Singer/guitarist Paul Weller definitely had stage presence, though, and the black suits and ties were there, and you could see that this group had the makings of something exciting and important...especially when they launched into a number called 'In The City'.
Now, eight months later, the oldies are outnumbered by Paul Weller's own vital compositions, the pianist and Bruce Foxton's hair have been pruned away, and the group has improved tremendously. The first album is out, and it goes a long way towards living out this promise...but not all the way. It does, however, show that The Jam have grown into something original, exciting and quite different from the rest of the New Wave groups.

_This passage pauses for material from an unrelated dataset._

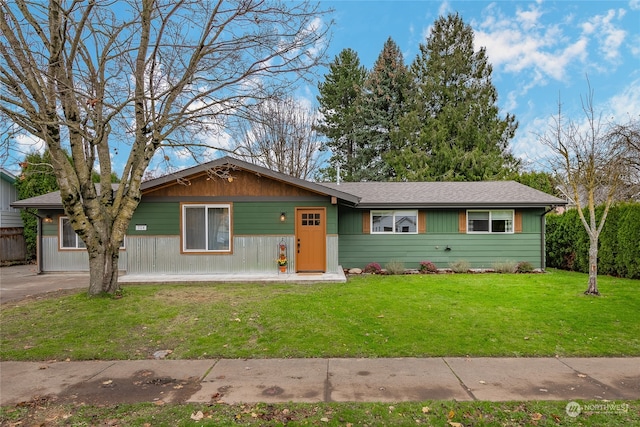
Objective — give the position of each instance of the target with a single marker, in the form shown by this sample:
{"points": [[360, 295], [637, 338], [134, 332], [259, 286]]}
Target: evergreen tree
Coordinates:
{"points": [[340, 101], [384, 104], [453, 131]]}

The Jam readily acknowledge the influences from the past — particularly from the mid 60s mod era. The Who, Small Faces and The Creation spring to mind in the thrashing, pent up aggression of the music and the youth power stance of Paul Weller's words.
They also remind me of The Flamin' Groovies, and that's not just 'cos they wear black suits on stage. The vocal style they've borrowed from the Mersey Beat Boom has been synthesised into the 70s in much the same way as The Groovies. But The Jam have got their own sound shaping up nicely, and it's loaded with intensity, with enough 70s awareness and technique injected to save this from the nostalgia wallow that it could have been.
Paul Weller, who wrote ten of the twelve songs, has a way with a strong chorus and a killer hook, and has an urgent, chopping guitar style. If he's got something to say he'll say it, like in 'Away From The Numbers', which is about breaking away from the suburban hordes. But he's not afraid to let out a straightforward sock shaker like 'Non-stop Dancing' either.
Some of the songs sound a bit unfinished, though. Like the group has been rushed into the studio a bit before time to satisfy the record company's desperate demand for some product to launch onto the red hot New Wave market. On the other hand, there's an attractive roughness about it. It's better than spending years in the studio and ending up sounding like Queen.
No, this is a good record. Maybe it doesn't grab in the same places or with the same grip that some of the other New Wave offerings have, but I play it a lot.
The album roars off with 'Art School', a racy opener which is fast and powerful and features a great morse code guitar, ending. It sets the exhausting pace for 'Change My Address', which boasts an astounding middle break of crashing chords and sonic feedback scrapings like at the end of 'My Generation', and the stage fave 'Slow Down', which is a bit Hot Roddy, but shows off Weller's deadly rhythm slash technique well.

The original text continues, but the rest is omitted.